Penjualan lahan berlangsung lancar lantaran ada beberapa oknum yang terlibat, di antaranya oknum anggota dewan di Kota Tangerang Selatan berinisil AS, oknum kelurahan, hingga oknum kecamatan.
Monitor coba mengonfirmasi Lurah Pondok Petir, Rizal Farhan. Dia menjelaskan, tak tahu-menahu jika dalam penjualan lahan 8 hektare itu terdapat pula lahan milik orang lain. Namun begitu, Rizal mengakui bahwa turut menandatangani surat keterangan atas lahan tersebut.
“Saya hanya berikan surat keterangan tercatatnya saja, bukan surat jual beli. Saya denger sih begitu sudah dibayar. Saya tahu tanah itu punya JW. Namun saya tidak tahu ada tanah yang terbawa,” tutur Rizal, Senin (15/03/21).
Lahan seluas 5,7 hektare yang turut diperjualbelikan itu adalah milik IF dan ahli warisnya. Sedangkan sisanya sebesar 2,5 hektare dimiliki oleh JW. Sejatinya lahan milik JW lah yang memang akan dijual kepada pembelinya.

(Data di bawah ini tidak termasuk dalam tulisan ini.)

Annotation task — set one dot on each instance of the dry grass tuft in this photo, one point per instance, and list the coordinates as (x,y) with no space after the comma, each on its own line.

Namun karena pembeli membutuhkan lahan lebih luas, maka beberapa oknum menyerobot lahan milik IF lalu menjualnya pula kepada pembeli. Kasus itu mencuat belakangan ini, setelah muncul kejanggalan dalam praktik jual-beli tanah di lahan 8 hektare tersebut.
Menurut Lurah Rizal, dia seringkali didatangi orang-orang yang mengaku utusan ahli waris IF. Mereka memintanya untuk membuat surat yang menunjukkan lokasi lahan IF. Namun karena khawatir bermasalah, Rizal memilih menolaknya sampai dia bertemu langsung dengan IF atau ahli warisnya.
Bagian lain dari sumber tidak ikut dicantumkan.